Arnone (foto LaPresse)

La bizzarra vicenda dell'avvocato Arnone

Massimo Bordin

La giustizia è una cosa strana. In tribunale può veramente accadere di tutto e ci si stanca perfino di stupirsi. Resta però il gusto della cronaca di qualcosa che non si era mai visto

La giustizia è una cosa strana. In tribunale può veramente accadere di tutto e ci si stanca perfino di stupirsi. Resta però il gusto della cronaca di qualcosa che non si era mai visto. Per esempio un indagato agli arresti domiciliari, con tutte le limitazioni del caso relative a contatti e colloqui, che convocato in tribunale per due interrogatori, decida di utilizzare in modo creativo la pausa fra l’uno e l’altro. Siccome il detenuto è avvocato ha indossato la toga e ha patrocinato in udienza una sua collega, che era nella veste di parte lesa. Il giudice l’ha lasciato fare, pur sapendo benissimo della particolare situazione, visto che l’arresto dell’avvocato Arnone aveva avuto notevole eco nel palazzo di giustizia di Agrigento. Della vicenda questa rubrica se ne è occupata qualche giorno fa, notando come, a parte ogni altra considerazione, il mondo giudiziario agrigentino, procura, tribunale e avvocati, non ne uscisse benissimo.

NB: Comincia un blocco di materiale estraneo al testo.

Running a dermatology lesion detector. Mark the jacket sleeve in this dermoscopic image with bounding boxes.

La bizzarra vicenda sembra confermare un giudizio del genere. Anche se naturalmente qualcuno può sempre trovare il modo di mettere nero su bianco che un detenuto a casa, con divieto di telefonare e ricevere persone, può però patrocinare in tribunale. Del resto, oltre che dei templi, Agrigento è la città di Pirandello.